- Forum >
- Topic: French >
- "Lisez-ça."
"Lisez-ça."
Translation:Read this.
18 Comments
416
I am puzzled by the hyphen. I got this as a translation French-to-English. Had it been the other way around, or the audio, I would certainly have written "Lisez ça." Is that wrong?
678
My understanding is that everytime there is a direct object pronoun in the imperative that it will be hyphenated. E.g. Appelle-moi would be Call me. The hyphen serves a useful purpose because only in the non-negated imperative mood is a direct object pronoun placed after the verb instead of before. Hence the similarity to the hyphen in the subject-verb inversion which is the other main case where word ordering is changed.
416
After a lot of (virtual) footwork, I have determined that the "direct object" rule does not apply to demonstrative pronouns (ça, cela, ceci...).

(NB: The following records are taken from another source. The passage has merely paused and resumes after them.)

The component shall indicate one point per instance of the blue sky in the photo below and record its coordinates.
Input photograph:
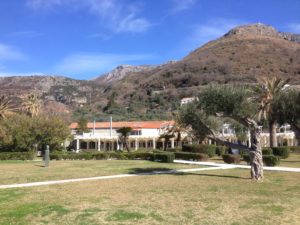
(85, 38)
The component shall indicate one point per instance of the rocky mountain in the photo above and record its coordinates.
(240, 56)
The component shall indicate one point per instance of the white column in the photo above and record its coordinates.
(154, 143)
(172, 142)
(136, 144)
(99, 145)
(77, 145)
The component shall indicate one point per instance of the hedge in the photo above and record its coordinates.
(167, 157)
(191, 156)
(17, 155)
(230, 158)
(161, 156)
(295, 149)
(210, 150)
(282, 152)
(221, 150)
(267, 151)
(268, 160)
(271, 160)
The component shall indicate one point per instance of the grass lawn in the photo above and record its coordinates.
(207, 197)
(12, 172)
(292, 161)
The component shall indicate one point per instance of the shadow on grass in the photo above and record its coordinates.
(150, 170)
(40, 165)
(162, 171)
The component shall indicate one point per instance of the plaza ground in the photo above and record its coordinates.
(205, 197)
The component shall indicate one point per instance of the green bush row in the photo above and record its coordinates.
(100, 155)
(167, 157)
(17, 155)
(191, 156)
(269, 160)
(160, 157)
(282, 152)
(295, 149)
(210, 150)
(231, 158)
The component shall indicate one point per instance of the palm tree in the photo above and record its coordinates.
(6, 107)
(124, 134)
(32, 104)
(268, 91)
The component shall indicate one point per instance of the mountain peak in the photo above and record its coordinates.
(260, 29)
(257, 29)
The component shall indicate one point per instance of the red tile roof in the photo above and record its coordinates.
(132, 124)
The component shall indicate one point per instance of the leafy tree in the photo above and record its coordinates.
(124, 133)
(82, 125)
(32, 105)
(231, 102)
(6, 107)
(267, 92)
(52, 131)
(287, 107)
(24, 133)
(166, 137)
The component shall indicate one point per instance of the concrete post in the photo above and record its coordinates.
(154, 143)
(77, 145)
(99, 145)
(46, 156)
(136, 144)
(172, 143)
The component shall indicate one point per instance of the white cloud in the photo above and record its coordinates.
(181, 5)
(294, 27)
(11, 74)
(96, 63)
(117, 15)
(8, 53)
(133, 24)
(25, 34)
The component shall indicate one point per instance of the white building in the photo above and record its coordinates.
(103, 136)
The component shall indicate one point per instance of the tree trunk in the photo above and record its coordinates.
(272, 131)
(296, 130)
(255, 154)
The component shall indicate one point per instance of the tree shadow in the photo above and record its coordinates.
(39, 165)
(162, 171)
(154, 170)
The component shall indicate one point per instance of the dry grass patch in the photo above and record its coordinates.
(24, 172)
(206, 197)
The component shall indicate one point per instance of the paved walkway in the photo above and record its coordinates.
(228, 166)
(213, 166)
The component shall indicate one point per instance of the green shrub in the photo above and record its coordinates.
(271, 160)
(246, 158)
(231, 159)
(191, 156)
(210, 150)
(167, 157)
(56, 156)
(282, 152)
(17, 155)
(221, 150)
(267, 151)
(174, 149)
(101, 155)
(295, 149)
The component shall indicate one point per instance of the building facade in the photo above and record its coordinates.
(103, 136)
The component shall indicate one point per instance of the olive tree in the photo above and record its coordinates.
(124, 133)
(234, 102)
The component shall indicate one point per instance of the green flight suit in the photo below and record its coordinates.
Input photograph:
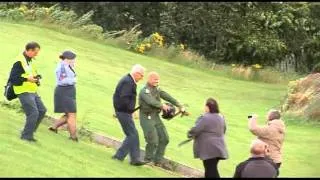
(155, 132)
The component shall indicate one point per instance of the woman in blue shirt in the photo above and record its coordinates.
(65, 94)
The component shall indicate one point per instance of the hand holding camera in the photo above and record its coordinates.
(32, 79)
(253, 116)
(35, 79)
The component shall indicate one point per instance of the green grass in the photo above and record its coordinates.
(99, 67)
(56, 156)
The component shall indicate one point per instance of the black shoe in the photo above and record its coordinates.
(30, 140)
(53, 130)
(115, 158)
(138, 163)
(74, 139)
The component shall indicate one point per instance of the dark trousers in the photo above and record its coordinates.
(131, 142)
(35, 110)
(278, 168)
(211, 168)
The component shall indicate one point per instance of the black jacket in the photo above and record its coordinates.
(256, 167)
(124, 98)
(16, 72)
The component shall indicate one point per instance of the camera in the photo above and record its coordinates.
(38, 77)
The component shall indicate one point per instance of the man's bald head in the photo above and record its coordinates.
(137, 72)
(153, 79)
(258, 148)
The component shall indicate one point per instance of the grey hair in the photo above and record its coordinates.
(137, 68)
(274, 114)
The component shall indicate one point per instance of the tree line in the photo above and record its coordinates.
(266, 33)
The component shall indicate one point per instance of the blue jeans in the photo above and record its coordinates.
(34, 110)
(131, 142)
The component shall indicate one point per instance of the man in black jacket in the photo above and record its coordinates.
(259, 165)
(124, 101)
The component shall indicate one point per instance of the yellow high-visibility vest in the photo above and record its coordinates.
(26, 86)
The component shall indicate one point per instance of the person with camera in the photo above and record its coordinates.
(155, 132)
(65, 94)
(26, 80)
(258, 165)
(273, 134)
(124, 101)
(208, 134)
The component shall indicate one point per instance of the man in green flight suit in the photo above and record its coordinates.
(155, 132)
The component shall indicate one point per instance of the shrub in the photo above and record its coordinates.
(92, 30)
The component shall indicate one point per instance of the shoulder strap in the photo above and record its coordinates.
(72, 70)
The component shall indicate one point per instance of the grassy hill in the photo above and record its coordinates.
(56, 156)
(99, 67)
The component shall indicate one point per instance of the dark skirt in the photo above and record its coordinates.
(65, 99)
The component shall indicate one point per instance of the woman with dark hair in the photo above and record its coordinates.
(208, 134)
(65, 94)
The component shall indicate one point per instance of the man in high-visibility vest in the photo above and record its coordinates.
(25, 82)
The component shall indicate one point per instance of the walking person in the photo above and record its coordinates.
(258, 165)
(26, 80)
(124, 101)
(208, 134)
(273, 134)
(65, 94)
(154, 130)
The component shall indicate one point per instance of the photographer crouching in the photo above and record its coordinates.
(272, 134)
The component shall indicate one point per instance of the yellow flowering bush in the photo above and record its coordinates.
(154, 40)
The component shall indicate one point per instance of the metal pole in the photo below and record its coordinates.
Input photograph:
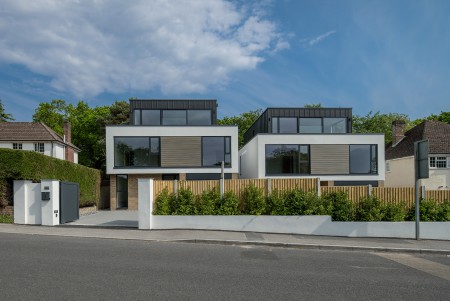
(417, 201)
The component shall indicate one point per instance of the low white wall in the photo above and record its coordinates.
(306, 225)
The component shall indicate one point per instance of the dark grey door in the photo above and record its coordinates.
(68, 202)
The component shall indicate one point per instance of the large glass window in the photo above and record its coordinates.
(363, 159)
(287, 159)
(151, 117)
(335, 125)
(136, 151)
(310, 125)
(215, 150)
(174, 117)
(199, 117)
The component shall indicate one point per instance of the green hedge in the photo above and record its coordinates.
(27, 165)
(294, 202)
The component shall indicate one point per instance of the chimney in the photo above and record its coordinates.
(398, 131)
(68, 140)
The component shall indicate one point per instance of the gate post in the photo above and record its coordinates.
(145, 203)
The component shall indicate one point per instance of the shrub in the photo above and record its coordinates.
(342, 207)
(275, 203)
(163, 203)
(229, 205)
(27, 165)
(394, 212)
(184, 202)
(369, 209)
(254, 201)
(208, 202)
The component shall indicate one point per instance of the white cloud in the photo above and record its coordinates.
(95, 46)
(311, 42)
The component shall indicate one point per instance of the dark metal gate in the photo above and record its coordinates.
(68, 202)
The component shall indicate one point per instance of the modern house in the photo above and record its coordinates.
(166, 140)
(38, 137)
(312, 142)
(400, 154)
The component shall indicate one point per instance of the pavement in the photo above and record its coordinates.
(123, 225)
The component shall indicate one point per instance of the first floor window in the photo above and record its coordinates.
(136, 151)
(287, 159)
(363, 159)
(39, 147)
(215, 150)
(439, 162)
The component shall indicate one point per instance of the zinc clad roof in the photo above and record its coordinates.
(437, 133)
(29, 131)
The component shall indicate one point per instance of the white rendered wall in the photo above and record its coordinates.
(170, 131)
(258, 171)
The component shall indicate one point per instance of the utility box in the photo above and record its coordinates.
(50, 202)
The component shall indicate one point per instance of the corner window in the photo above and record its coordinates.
(215, 150)
(39, 147)
(310, 125)
(136, 152)
(287, 159)
(439, 162)
(334, 125)
(363, 159)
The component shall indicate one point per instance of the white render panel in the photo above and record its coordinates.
(170, 131)
(262, 139)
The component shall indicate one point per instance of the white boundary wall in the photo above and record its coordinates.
(306, 225)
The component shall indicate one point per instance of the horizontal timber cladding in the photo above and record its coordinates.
(329, 159)
(181, 152)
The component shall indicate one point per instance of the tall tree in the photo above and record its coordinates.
(243, 121)
(4, 117)
(379, 123)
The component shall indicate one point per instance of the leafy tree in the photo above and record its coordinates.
(243, 121)
(379, 123)
(4, 117)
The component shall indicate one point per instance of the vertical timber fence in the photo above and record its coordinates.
(396, 195)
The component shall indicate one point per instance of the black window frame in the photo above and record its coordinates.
(158, 154)
(225, 152)
(373, 148)
(299, 160)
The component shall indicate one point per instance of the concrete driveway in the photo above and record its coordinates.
(106, 218)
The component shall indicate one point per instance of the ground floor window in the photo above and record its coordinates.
(363, 159)
(287, 159)
(122, 191)
(39, 147)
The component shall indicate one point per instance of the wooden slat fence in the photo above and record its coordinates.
(355, 193)
(438, 195)
(397, 195)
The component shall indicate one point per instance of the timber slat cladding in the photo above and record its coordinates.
(181, 152)
(329, 159)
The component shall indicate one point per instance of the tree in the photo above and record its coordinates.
(379, 123)
(4, 117)
(243, 121)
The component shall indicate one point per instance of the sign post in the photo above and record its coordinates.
(421, 172)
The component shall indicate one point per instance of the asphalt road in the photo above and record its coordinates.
(34, 267)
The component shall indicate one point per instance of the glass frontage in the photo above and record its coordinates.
(310, 125)
(136, 151)
(122, 191)
(199, 117)
(335, 125)
(363, 159)
(215, 150)
(287, 159)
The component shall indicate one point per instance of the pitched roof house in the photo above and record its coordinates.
(36, 136)
(400, 154)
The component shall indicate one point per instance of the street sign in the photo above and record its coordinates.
(421, 159)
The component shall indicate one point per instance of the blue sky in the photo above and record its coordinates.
(382, 55)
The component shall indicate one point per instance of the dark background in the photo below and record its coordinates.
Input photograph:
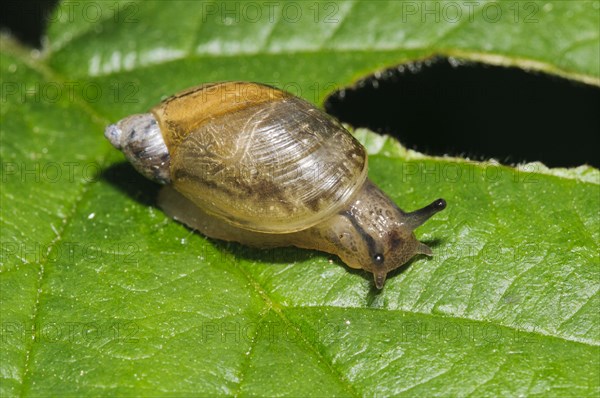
(440, 108)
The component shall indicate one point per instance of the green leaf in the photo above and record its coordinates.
(102, 294)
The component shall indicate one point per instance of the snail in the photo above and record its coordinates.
(250, 163)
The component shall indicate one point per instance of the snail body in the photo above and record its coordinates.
(249, 163)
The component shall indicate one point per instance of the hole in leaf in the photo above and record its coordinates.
(27, 20)
(442, 106)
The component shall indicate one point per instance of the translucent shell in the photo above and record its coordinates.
(258, 157)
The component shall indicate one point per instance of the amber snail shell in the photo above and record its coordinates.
(250, 163)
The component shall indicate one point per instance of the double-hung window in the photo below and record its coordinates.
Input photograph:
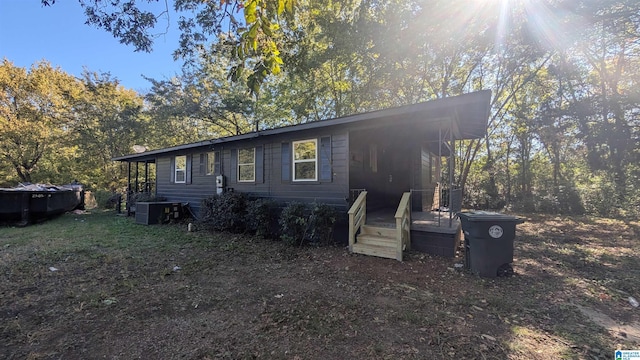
(305, 160)
(246, 165)
(211, 163)
(180, 169)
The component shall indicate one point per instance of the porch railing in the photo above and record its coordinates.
(357, 217)
(403, 225)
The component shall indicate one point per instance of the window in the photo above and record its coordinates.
(211, 163)
(373, 157)
(181, 169)
(246, 165)
(305, 160)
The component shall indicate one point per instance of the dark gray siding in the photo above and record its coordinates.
(331, 188)
(201, 186)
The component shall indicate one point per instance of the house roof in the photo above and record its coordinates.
(470, 113)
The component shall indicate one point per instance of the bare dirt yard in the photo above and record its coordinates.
(99, 286)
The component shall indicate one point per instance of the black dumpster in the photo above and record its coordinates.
(488, 238)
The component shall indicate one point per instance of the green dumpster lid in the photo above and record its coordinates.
(479, 215)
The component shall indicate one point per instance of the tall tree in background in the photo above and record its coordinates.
(109, 121)
(36, 106)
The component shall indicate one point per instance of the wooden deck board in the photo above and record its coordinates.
(434, 221)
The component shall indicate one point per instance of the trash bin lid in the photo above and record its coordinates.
(479, 215)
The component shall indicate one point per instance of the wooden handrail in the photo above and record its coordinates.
(357, 217)
(403, 225)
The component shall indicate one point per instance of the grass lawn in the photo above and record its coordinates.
(99, 286)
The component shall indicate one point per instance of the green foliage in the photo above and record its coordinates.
(293, 221)
(105, 199)
(300, 223)
(225, 212)
(261, 214)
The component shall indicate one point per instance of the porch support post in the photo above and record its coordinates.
(452, 159)
(146, 176)
(137, 187)
(129, 189)
(439, 168)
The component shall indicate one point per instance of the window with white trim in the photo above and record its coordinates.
(246, 165)
(305, 160)
(211, 163)
(180, 169)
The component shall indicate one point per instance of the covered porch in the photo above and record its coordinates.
(401, 179)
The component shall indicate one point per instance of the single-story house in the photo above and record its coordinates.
(387, 152)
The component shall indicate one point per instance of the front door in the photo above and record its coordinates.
(395, 172)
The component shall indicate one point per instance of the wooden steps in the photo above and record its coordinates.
(376, 241)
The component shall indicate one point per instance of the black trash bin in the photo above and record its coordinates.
(488, 238)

That will definitely be the case because of the way we are learning. I finished this tree in August, and I am just now finding the confidence to have conversations with native speakers. I find that I have to write a sentence down before I can recite it, especially if it's rather complex. N'abandonne pas ! Tu peux y arriver.
416
Hello, that was me over on HiNative, thanks for the help. And now we know - no hyphen with demonstrative pronouns!